The Early Growth and Development Study – Phase II (EGDS-II) is a nationwide, prospective adoption study conducted by the Pennsylvania State University. Oregon Social Learning Center and George Washington University were subcontracted to assist with data collection. EGDS-II builds on important developments in understanding the relationship between heredity, prenatal influences, and family environment in child development. Traditional thinking was that nature or nurture influences a child’s development. More recent research shows that nature and nurture are closely connected and both, together, may influence the same area of a child’s development. In order for us to know how children’s behavior is influenced by their heredity, by their prenatal environment, and by their family relationships, and how these influences are interconnected, we need to study families where the child is not raised by anyone from their biological family. The best way to do this is to study children who have been placed for adoption and their adoptive and birth families. Our study is the first of its kind to simultaneously study the adoption process and the influence of heredity, the prenatal environment, and family environment on children’s psychosocial development. The EGDS-II sample included 200 adoptive families, adopted children, and the birth parents of these children. Over a 3-year period, each birth parent was visited twice, and each adoptive family was visited thrice. Our assessments also included brief telephone check-ins and questionnaires for the birth parents and the adoptive parents. The EGDS-II sample was added to the previously collected EGDS sample of 361 adoptive families and birth parents to provide the largest US sample of adopted and birth families to date.Year Project Began: 2007
Funder: National Institute of Mental Health
Leslie Leve, Ph.D.
Oregon Social Learning Center
Primary Research and Clinical Interests
Dr. Leve’s research is focused on the translation of basic research to inform preventive interventions.
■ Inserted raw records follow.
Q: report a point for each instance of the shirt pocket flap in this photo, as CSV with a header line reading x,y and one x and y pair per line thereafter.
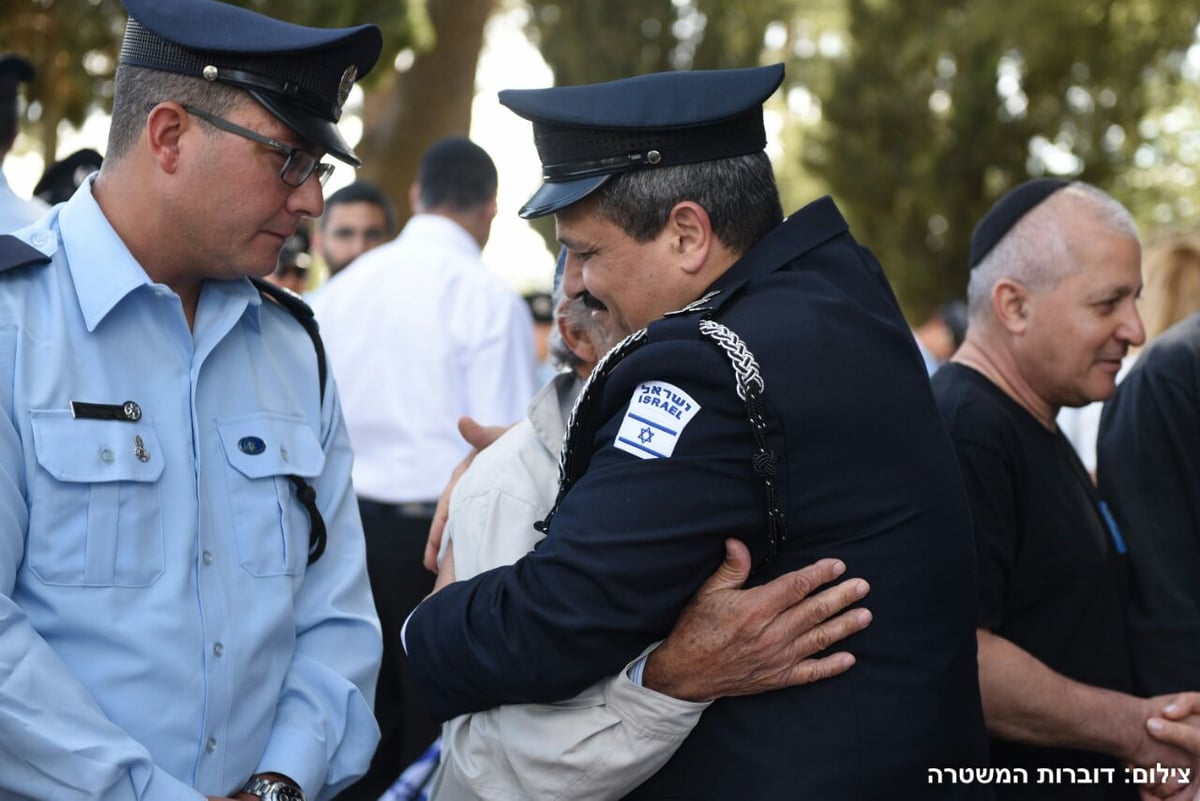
x,y
271,445
96,450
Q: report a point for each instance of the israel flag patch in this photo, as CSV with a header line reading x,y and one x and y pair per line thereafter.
x,y
658,414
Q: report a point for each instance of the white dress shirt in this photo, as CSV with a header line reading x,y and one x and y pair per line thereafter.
x,y
420,333
15,210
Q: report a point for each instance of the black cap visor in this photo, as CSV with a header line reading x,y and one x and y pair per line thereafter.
x,y
559,194
321,132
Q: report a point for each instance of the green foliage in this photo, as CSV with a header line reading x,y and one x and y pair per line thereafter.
x,y
941,107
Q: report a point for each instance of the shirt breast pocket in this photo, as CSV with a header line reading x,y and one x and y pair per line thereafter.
x,y
95,501
270,524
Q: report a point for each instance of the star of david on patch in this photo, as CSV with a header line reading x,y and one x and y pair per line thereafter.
x,y
654,420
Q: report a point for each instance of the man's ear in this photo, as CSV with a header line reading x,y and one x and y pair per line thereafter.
x,y
1011,305
690,235
579,344
165,130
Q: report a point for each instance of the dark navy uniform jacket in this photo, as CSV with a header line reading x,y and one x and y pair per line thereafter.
x,y
863,471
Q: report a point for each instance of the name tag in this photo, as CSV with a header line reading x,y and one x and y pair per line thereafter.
x,y
658,413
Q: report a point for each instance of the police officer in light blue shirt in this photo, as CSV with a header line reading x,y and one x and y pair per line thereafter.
x,y
184,602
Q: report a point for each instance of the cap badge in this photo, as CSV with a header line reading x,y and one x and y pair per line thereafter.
x,y
346,85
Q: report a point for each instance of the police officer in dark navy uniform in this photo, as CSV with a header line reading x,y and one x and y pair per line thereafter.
x,y
769,390
184,600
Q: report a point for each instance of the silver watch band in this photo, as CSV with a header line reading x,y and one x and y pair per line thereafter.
x,y
270,789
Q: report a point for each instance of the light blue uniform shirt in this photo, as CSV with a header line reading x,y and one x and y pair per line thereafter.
x,y
161,636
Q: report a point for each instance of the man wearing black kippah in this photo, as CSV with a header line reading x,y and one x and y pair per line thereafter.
x,y
748,401
1055,275
184,600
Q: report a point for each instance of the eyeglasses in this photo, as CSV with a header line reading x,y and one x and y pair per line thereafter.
x,y
298,166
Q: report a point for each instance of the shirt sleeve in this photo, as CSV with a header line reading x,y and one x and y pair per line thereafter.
x,y
1149,474
629,544
324,732
599,745
496,356
990,493
69,748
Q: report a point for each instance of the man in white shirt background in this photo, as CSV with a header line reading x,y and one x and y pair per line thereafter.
x,y
419,333
15,211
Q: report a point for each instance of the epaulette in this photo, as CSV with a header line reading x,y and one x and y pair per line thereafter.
x,y
16,253
304,315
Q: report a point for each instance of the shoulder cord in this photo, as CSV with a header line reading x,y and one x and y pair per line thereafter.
x,y
750,389
749,386
569,468
305,493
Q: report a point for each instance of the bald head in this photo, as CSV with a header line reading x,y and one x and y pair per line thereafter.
x,y
1042,247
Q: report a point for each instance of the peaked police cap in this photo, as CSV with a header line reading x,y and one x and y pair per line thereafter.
x,y
300,74
586,134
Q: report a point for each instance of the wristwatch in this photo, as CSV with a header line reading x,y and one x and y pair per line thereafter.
x,y
270,789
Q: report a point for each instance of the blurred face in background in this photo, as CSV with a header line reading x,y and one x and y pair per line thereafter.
x,y
347,232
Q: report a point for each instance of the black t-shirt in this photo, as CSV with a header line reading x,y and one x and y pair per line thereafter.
x,y
1051,579
1150,473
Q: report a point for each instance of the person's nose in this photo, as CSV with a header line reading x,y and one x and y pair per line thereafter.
x,y
309,198
1132,331
573,276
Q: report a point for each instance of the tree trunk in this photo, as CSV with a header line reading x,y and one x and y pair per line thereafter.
x,y
429,101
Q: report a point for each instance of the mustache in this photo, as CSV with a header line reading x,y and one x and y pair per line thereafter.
x,y
591,301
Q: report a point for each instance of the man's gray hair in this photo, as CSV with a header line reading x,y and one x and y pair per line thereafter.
x,y
1037,251
138,88
738,193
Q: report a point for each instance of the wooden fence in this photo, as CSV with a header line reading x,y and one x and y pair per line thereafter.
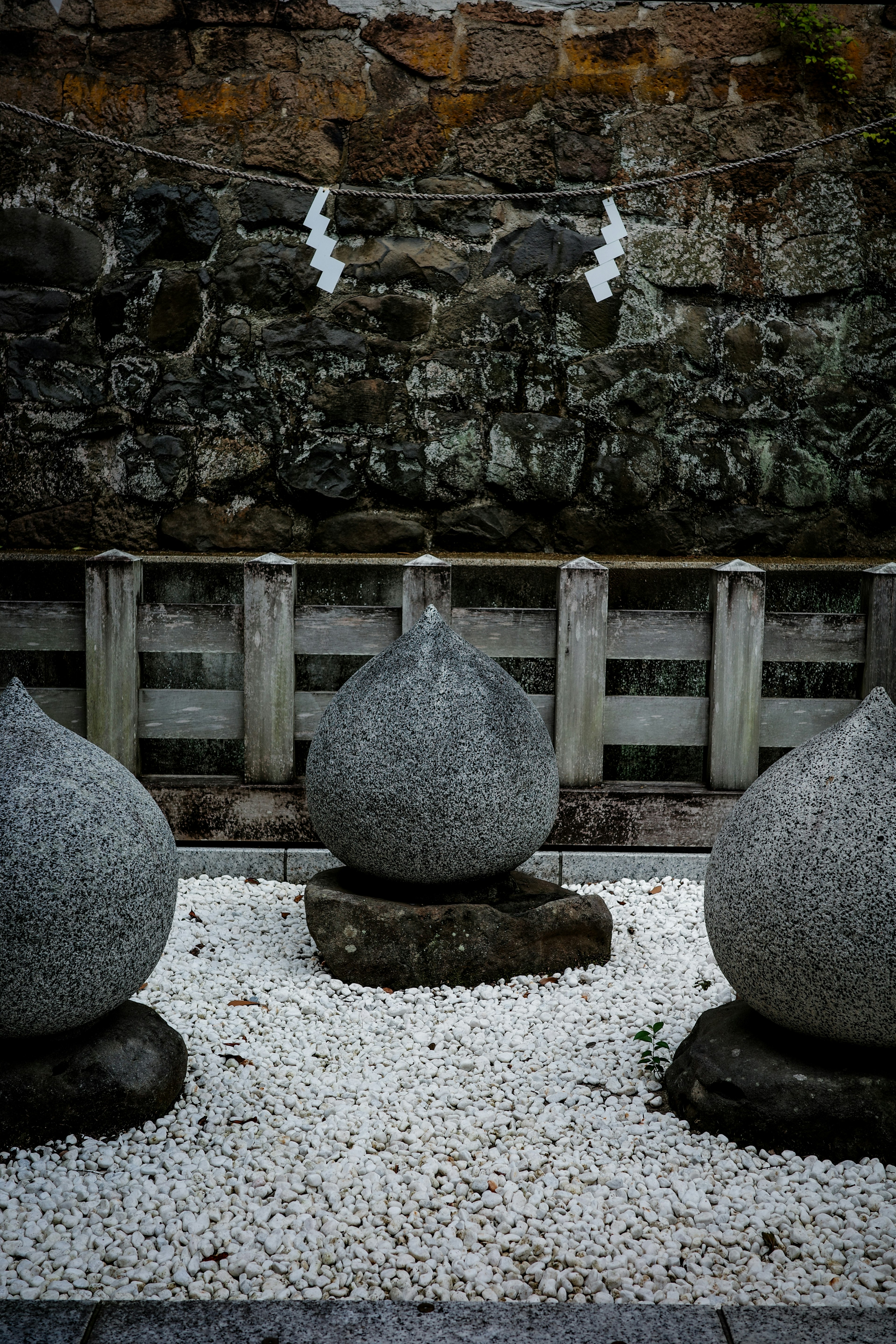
x,y
113,627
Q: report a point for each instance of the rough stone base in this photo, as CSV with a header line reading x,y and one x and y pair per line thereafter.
x,y
743,1077
101,1080
511,927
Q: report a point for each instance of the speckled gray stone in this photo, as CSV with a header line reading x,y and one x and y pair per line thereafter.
x,y
801,884
88,875
432,764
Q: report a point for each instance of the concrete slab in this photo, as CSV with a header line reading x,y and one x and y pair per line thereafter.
x,y
220,862
643,865
811,1324
45,1323
301,865
389,1323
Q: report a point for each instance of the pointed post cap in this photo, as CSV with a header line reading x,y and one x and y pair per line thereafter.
x,y
428,560
582,562
738,568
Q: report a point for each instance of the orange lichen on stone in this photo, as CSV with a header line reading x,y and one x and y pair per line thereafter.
x,y
665,85
105,104
220,101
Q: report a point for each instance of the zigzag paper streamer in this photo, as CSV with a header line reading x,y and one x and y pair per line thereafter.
x,y
605,257
323,261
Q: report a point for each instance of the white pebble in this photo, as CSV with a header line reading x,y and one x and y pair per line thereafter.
x,y
456,1144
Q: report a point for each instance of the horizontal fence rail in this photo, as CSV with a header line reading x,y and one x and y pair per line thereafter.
x,y
733,722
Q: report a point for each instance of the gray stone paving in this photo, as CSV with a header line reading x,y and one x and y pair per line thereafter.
x,y
452,1323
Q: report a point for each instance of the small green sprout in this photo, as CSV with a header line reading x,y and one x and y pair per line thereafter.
x,y
652,1060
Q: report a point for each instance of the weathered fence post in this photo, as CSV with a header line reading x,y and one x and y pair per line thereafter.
x,y
738,603
879,605
581,672
113,585
428,582
269,670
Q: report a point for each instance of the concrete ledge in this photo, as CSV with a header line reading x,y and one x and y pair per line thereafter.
x,y
644,865
436,1323
550,865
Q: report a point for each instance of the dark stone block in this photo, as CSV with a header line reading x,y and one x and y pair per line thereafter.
x,y
469,220
316,338
33,311
322,467
488,527
100,1080
598,325
398,470
166,452
265,206
397,316
365,214
178,311
269,276
652,533
365,402
167,222
441,1323
369,533
210,527
542,249
373,932
38,249
45,1323
741,1076
60,527
111,304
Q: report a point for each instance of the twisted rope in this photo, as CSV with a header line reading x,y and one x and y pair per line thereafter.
x,y
640,185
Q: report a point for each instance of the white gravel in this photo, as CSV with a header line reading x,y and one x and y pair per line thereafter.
x,y
496,1143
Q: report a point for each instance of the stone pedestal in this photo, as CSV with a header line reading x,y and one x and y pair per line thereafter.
x,y
374,932
99,1080
741,1076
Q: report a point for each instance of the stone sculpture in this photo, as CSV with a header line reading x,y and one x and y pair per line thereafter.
x,y
88,889
801,916
432,777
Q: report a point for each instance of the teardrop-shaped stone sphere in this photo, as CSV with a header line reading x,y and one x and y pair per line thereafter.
x,y
88,875
432,764
801,885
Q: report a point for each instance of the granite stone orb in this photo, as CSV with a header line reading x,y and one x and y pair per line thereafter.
x,y
801,884
88,875
432,765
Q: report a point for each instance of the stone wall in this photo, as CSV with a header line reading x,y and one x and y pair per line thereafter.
x,y
175,380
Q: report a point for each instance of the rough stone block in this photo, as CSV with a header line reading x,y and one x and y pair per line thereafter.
x,y
374,933
535,456
177,312
211,527
420,260
542,249
369,533
422,45
38,249
168,222
33,311
320,467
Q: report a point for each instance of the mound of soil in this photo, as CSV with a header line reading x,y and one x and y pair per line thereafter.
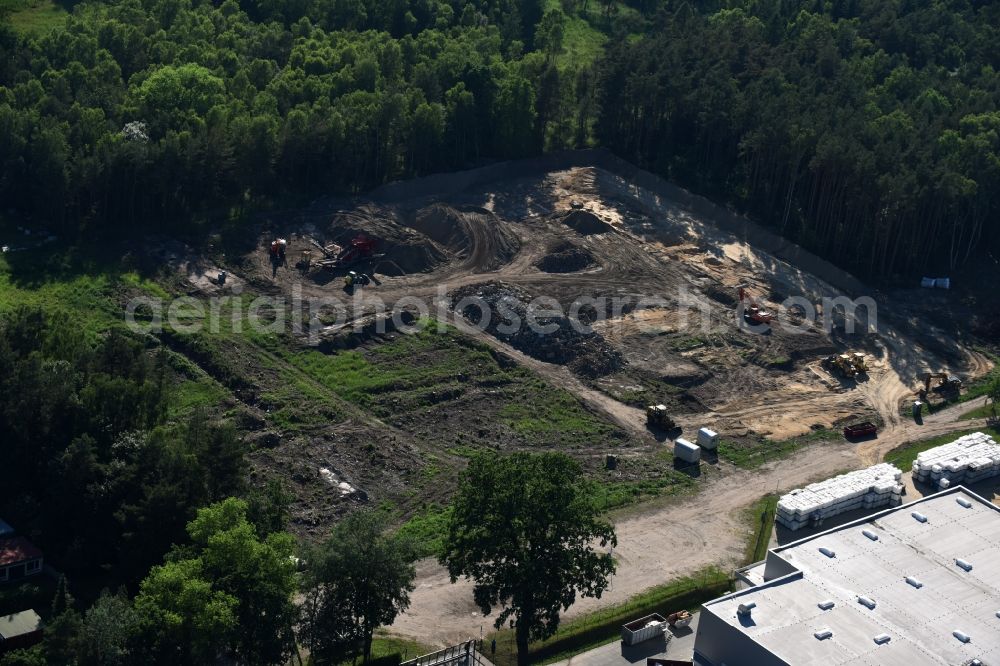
x,y
566,258
585,353
476,235
584,222
399,250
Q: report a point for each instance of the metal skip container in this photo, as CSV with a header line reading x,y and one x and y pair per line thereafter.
x,y
637,631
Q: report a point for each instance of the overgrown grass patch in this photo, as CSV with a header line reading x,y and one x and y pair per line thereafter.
x,y
752,452
609,495
419,371
760,517
426,530
33,17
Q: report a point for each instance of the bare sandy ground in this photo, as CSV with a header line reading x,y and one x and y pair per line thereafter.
x,y
663,540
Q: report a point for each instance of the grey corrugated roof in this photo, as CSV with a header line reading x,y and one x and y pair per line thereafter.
x,y
919,621
19,624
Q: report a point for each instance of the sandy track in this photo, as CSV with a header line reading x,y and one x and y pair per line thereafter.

She leads research grants from NIDA, NIMH, and NICHD that focus on developmental pathways and intervention outcomes for at-risk youth and families. This includes preventive intervention studies with youth in foster care and with adolescents in the juvenile justice system aimed at preventing risk behaviors and improving public health outcomes, as well as adoption studies that examine the interplay between biological (genetic, hormonal), psychological, and social influences on development. Her published work in the area of gene-environment interplay emphasizes the translation of basic research findings to help refine the selection of malleable environmental targets in the context of prevention and intervention studies. She is also interested in issues specific to adjustment and outcomes for girls and women. Dr. Leve is a Professor of Counseling Psychology and Human Services in the College of Education and a Research Scientist at the Prevention Science Institute at the University of Oregon. She is the recipient of the 2011 Society for Prevention Research Prevention Science Award and is a member of the Society for Prevention Research Board of Directors. She obtained her Ph.D. from the University of Oregon in 1995.